Online pharmacy Clear Chemist – which is based in Aintree, Merseyside and is owned by RB Healthcare Ltd – announced earlier this month (October 9) that it had decided to stop fulfilling hormone prescriptions it received from digital transgender clinic GenderGP, owned by Hong-Kong-based company Harland International.
The pharmacy said at the time that its decision, which it took “with a heavy heart”, had not been enforced by the General Pharmaceutical Council (GPhC), which was “looking into concerns raised about Clear Chemist as a matter of urgency” in the wake of a media backlash.
In a statement published yesterday (October 28), GPhC CEO Duncan Rudkin said the regulator had “not asked the pharmacy to stop supplying medicines to patients undergoing treatment for gender dysphoria”.
However, following an “intelligence-led inspection” on October 5, the GPhC has issued an improvement notice to Clear Chemist, asking the pharmacy to “rectify failures” that its inspectors identified earlier this month.
Standards not met
The GPhC inspectors found “serious system-wide failures in the governance and management of risk at the pharmacy”, the GPhC said.
“The inspectors took into account the volume and type of medicines supplied, the age range and potential vulnerability of the patients, and the additional risks of working with prescribers based in the EEA and working outside UK regulatory oversight,” the GPhC wrote in the enforcement notice, which has been effective since last week (October 21).
The regulator said the pharmacy should put in place a comprehensive risk assessment for the services it provides “at a distance” and “update [their] safeguarding policy and procedures”. The date for compliance set by the GPhC is November 18.
“Factual inaccuracies and erroneous assumptions”
Clear Chemist told C+D yesterday that it disputes the GPhC notice and that it is “increasingly concerned that it contains a number of factual inaccuracies and erroneous assumptions”.

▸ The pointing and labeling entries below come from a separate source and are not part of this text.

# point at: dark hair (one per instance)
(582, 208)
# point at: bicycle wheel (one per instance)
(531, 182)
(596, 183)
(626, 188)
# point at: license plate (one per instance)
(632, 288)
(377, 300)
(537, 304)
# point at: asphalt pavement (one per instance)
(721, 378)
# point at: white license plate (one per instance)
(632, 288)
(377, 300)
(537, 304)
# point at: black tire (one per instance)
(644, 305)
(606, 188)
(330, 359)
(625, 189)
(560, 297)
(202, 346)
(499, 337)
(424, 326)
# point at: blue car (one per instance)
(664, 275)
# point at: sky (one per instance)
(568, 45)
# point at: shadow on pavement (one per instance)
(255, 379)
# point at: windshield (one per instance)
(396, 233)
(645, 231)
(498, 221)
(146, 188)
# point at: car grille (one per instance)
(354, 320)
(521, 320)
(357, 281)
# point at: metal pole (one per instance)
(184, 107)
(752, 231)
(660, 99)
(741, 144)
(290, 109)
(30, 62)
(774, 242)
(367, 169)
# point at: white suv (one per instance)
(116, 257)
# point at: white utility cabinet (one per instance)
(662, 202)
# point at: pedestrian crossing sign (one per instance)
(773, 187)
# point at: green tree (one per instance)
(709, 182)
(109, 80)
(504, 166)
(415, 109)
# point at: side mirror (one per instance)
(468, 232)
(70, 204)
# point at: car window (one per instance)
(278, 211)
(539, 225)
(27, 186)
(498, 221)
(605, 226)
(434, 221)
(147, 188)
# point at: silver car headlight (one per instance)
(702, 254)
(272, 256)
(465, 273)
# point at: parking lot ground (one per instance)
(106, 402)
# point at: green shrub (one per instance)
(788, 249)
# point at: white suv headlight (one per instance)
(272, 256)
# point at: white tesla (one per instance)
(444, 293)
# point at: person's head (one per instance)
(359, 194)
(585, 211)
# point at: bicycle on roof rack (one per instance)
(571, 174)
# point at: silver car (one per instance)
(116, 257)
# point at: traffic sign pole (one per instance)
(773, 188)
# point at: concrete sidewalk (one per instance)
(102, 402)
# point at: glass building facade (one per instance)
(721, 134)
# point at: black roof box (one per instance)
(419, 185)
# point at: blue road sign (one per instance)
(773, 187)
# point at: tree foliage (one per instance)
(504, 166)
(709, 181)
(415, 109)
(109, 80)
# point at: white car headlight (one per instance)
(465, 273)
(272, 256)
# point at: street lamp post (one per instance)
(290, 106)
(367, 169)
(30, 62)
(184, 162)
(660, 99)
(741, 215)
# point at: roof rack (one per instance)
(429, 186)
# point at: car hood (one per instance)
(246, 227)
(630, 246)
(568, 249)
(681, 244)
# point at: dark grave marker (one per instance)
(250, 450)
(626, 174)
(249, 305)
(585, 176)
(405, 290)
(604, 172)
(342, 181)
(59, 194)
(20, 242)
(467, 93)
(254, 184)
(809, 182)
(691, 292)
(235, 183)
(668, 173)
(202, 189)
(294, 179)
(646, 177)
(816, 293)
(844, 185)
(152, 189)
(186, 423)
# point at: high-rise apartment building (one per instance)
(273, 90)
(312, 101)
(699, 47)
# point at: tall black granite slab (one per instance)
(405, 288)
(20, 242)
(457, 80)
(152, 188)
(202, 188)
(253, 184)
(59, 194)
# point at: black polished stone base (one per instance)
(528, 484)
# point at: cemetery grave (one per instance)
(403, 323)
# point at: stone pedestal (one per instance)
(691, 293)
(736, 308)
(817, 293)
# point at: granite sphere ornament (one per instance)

“We have written to the GPhC providing examples of these inaccuracies and evidence supporting our position in that standards are being met,” it added.
Clear Chemist said the GPhC was aware of the services the pharmacy used to offer to some of its patients and that its collaboration with transgender clinic GenderGP was known to the regulator through a previous inspection.
The pharmacy said that it was found to meet “all the necessary standards” at that inspection.
The regulator confirmed to C+D that ClearChemist met the standards for registered when it was inspected in March 2019.
“We have made the GPhC aware we are taking legal advice on our current position as the improvement notice is subject to appeal,” Clear Chemist said.
The Times and the BBC revealed earlier this month (October 6) that parents of transgender children can obtain puberty blockers and sex hormones on prescription from GenderGP. Until October 9, parents could place orders for these medicines with Clear Chemist.
The Times article suggested that the service offered by the two providers allowed people to circumvent some safeguards that are in place to protect children who receive the medicines through NHS routes.